The following Restructuring & Insolvency practice note produced in partnership with Mark Craggs of Norton Rose Fulbright provides comprehensive and up to date legal information covering:

  • Guide to airline insolvency—international considerations and implications for office-holders
  • Cross-border issues
  • Implications for insolvency office-holders

This Practice Note forms part of a set of Practice Notes on airline insolvency, for further information, see Practice Notes:

  1. Guide to airline insolvency—introduction

  2. Guide to airline insolvency—insolvency proceedings, receivership and schemes of arrangement

Cross-border issues

In the event of an airline entering into insolvency proceedings, it may be necessary for the responsible insolvency office-holder or a lessor or financier to take action to recover property in a large number of jurisdictions, depending on the size and geographical reach of the airline’s business.

In the case of insolvency office-holders, it will be necessary to consider the applicability of the Cape Town Convention (see Practice Note: Guide to airline insolvency—insolvency proceedings, receivership and schemes of arrangement).

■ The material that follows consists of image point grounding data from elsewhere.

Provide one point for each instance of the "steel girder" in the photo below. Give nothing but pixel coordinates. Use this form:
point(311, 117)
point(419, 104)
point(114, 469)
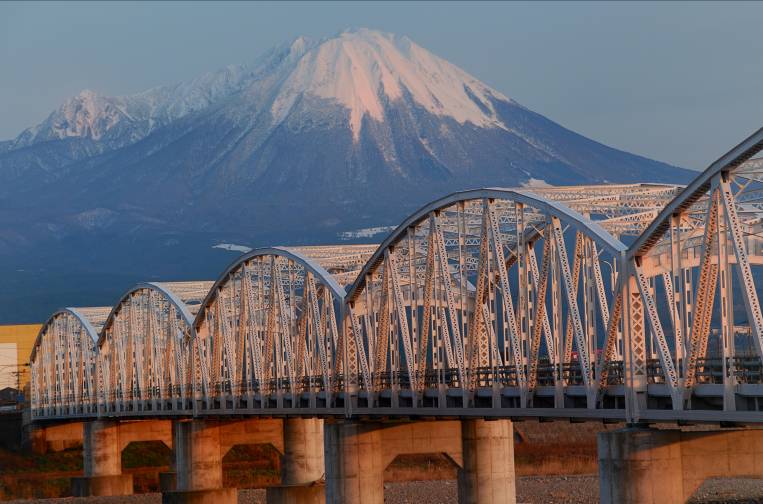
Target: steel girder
point(492, 302)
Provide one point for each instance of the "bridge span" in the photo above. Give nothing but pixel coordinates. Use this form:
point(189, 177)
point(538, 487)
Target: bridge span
point(633, 303)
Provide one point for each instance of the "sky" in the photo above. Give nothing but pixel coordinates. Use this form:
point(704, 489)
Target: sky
point(677, 82)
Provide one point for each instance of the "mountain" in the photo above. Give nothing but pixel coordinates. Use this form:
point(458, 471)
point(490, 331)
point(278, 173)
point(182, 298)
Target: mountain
point(312, 140)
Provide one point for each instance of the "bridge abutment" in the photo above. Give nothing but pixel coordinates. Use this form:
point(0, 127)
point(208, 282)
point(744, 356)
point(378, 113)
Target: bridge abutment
point(640, 465)
point(103, 462)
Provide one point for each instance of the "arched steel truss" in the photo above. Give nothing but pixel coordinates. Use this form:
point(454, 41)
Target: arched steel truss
point(490, 302)
point(144, 349)
point(268, 328)
point(63, 362)
point(463, 305)
point(701, 258)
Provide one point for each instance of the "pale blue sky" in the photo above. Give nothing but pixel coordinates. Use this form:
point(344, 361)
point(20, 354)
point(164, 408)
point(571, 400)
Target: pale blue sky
point(677, 82)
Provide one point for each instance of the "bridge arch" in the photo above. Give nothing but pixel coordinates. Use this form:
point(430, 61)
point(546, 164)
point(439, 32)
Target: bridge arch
point(682, 278)
point(269, 323)
point(63, 362)
point(145, 347)
point(417, 325)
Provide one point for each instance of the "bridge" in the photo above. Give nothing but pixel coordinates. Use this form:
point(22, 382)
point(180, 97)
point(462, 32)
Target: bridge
point(633, 303)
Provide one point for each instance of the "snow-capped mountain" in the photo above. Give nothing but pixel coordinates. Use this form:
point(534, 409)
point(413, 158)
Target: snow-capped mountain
point(310, 141)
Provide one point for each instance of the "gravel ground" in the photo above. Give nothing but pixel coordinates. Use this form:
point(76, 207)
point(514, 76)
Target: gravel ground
point(530, 490)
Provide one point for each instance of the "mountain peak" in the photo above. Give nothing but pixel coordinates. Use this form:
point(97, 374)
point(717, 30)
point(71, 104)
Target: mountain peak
point(361, 69)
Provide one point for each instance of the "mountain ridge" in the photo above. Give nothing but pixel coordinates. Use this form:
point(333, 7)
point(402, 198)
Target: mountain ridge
point(312, 140)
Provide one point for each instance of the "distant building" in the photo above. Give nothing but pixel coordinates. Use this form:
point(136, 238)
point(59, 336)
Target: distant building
point(16, 343)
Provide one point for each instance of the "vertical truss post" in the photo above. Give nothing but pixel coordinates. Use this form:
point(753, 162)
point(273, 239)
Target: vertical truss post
point(574, 313)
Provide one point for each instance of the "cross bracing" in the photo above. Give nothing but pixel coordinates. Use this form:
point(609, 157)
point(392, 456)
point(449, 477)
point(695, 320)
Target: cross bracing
point(491, 302)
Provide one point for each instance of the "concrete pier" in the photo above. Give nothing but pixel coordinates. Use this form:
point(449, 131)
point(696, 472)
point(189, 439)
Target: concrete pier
point(302, 466)
point(103, 462)
point(358, 452)
point(354, 463)
point(487, 474)
point(199, 465)
point(640, 465)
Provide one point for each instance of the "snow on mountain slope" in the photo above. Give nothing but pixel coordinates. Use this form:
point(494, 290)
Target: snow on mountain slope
point(311, 139)
point(360, 69)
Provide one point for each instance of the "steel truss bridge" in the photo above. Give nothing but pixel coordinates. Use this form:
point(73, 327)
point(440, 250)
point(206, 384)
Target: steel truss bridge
point(633, 302)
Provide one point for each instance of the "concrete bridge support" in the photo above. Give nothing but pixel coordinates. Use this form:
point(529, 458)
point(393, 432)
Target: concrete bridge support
point(103, 442)
point(103, 462)
point(54, 438)
point(639, 465)
point(200, 446)
point(487, 473)
point(199, 464)
point(302, 466)
point(358, 452)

In the case of aircraft and other assets located in jurisdictions which have implemented the UNCITRAL Model Law on Cross-Border Insolvency, it may be possible for the office-holder concerned to seek recognition and assistance in those jurisdictions (as to which, see generally: UNCITRAL Model Law and Cross-Border Insolvency Regulations 2006 (CBIR)—overview). Outside of those jurisdictions, there may be other bases on which recognition and assistance is capable of being obtained (for example, under the common law in many Commonwealth jurisdictions). Depending on the nature and scope of the relief obtained, financiers’ and lessors’ rights to take action following recognition might be curtailed to a greater or lesser extent.